Common in women of reproductive age and often symptom-free, an ovarian cyst is a fluid-filled sac that has developed on the ovary. They are usually harmless and will often clear within a few months; some women will not even know they have had an ovarian cyst. If the cyst is very large or has split, it can cause problems including pelvic pain and bloating, and may affect your bowel and urinary function.

Women presenting at London female gynaecologist Miss Amanda Tozer’s clinic will undergo a pelvic ultrasound during which ovarian cysts may be diagnosed. Very occasionally a cyst will display suspicious features; in these cases, an MRI scan will be performed and a blood test taken for CA 125 level.

Can I just leave ovarian cysts?

Depending on the nature of the ovarian cyst, it may be appropriate not to intervene at all; simple and haemorrhagic cysts (particularly if they are no larger than 5cm) would fall into this category. In post-menopausal women, where the risk of ovarian cancer is slightly higher, a year of regular ultrasound scans and blood tests may be recommended in order to monitor the cyst. Endometriotic and dermoid cysts do, however, necessitate being removed surgically as they will not resolve themselves. This will usually be done by keyhole surgery.

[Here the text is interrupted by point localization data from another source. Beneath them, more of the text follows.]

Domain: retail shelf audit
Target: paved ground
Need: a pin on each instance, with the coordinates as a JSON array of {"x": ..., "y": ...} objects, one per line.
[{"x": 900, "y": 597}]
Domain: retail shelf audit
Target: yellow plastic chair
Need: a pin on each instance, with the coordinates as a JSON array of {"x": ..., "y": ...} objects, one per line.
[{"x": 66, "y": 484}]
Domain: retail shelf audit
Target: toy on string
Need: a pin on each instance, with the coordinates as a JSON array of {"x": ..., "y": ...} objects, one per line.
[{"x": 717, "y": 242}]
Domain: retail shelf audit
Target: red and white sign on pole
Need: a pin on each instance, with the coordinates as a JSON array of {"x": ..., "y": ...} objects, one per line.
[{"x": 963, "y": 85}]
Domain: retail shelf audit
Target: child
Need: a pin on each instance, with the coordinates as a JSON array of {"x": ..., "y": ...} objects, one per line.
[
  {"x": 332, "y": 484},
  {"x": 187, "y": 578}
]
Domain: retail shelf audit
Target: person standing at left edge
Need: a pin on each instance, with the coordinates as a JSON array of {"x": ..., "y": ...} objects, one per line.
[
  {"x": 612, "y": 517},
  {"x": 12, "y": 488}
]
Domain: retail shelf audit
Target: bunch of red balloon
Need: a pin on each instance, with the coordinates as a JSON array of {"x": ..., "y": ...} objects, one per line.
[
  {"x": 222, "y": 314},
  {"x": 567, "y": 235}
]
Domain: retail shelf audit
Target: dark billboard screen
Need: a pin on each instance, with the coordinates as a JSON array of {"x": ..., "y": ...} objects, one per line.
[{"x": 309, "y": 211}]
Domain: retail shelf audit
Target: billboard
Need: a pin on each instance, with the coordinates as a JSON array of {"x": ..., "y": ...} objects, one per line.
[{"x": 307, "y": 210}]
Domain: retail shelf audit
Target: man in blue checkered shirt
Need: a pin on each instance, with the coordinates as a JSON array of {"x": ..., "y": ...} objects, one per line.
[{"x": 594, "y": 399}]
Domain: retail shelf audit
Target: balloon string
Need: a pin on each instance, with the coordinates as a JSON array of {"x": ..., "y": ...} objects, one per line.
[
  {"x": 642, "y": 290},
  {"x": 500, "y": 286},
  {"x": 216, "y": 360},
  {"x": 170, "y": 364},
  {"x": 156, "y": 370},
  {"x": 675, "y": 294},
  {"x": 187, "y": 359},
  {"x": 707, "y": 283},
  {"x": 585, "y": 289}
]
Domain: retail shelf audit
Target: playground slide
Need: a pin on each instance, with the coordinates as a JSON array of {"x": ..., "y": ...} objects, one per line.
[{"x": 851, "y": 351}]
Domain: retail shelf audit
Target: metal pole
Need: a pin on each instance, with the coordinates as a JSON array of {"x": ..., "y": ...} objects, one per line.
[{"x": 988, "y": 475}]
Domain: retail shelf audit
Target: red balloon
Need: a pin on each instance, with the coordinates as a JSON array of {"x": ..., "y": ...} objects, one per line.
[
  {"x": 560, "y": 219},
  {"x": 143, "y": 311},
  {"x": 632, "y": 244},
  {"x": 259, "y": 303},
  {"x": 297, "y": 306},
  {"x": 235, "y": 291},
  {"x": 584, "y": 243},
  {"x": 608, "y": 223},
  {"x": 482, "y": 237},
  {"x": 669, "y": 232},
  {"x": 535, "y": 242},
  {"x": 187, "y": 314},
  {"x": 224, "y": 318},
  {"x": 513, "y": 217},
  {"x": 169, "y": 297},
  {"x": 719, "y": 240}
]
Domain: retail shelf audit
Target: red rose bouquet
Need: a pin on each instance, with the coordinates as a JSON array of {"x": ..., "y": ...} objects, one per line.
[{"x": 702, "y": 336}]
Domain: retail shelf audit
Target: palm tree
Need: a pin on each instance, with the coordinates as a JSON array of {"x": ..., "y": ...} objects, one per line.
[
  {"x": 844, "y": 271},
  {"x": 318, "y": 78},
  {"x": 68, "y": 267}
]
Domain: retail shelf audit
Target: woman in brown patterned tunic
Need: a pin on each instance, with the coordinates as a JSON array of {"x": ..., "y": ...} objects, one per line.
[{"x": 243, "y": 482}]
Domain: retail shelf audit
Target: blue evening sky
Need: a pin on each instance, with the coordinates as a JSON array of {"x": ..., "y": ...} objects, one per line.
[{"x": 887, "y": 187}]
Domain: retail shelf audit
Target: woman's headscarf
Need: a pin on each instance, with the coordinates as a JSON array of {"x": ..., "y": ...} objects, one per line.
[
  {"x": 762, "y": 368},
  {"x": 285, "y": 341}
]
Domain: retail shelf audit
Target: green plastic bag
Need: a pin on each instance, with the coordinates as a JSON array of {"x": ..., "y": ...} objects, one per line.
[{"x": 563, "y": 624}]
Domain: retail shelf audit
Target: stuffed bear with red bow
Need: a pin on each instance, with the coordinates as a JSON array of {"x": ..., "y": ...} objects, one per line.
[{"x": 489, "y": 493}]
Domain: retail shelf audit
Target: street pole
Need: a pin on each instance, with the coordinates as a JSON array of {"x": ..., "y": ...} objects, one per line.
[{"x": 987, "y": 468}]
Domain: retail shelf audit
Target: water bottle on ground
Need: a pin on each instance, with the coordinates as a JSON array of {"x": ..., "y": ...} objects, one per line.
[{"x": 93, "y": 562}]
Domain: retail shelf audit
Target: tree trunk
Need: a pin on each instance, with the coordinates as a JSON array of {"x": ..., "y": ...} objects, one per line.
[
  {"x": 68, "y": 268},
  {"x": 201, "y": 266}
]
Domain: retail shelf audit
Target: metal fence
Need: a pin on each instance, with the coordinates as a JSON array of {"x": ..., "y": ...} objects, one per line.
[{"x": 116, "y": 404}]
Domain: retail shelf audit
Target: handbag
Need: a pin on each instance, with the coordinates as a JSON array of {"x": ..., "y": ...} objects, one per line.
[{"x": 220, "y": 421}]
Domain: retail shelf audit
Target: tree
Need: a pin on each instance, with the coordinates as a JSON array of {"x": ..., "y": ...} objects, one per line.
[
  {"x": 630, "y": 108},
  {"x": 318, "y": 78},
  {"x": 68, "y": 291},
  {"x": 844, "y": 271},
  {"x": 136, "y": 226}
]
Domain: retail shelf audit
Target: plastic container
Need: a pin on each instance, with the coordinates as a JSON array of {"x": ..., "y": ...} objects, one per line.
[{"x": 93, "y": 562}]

Will ovarian cysts affect my fertility?

In some cases, ovarian cysts may make it harder for you to conceive but they do not usually prevent pregnancy. Indeed, sometimes it is that difficulty in getting pregnant that impels couples to consult fertility experts such as Amanda Tozer for further investigation – and here cysts are diagnosed. During treatment, your surgeon will aim to keep your ovaries intact, preserving your fertility.

Before proceeding with any treatment at her clinic in London’s Harley Street, Miss Tozer will discuss the impact your individual procedure could have on your fertility and ensure you understand what is involved.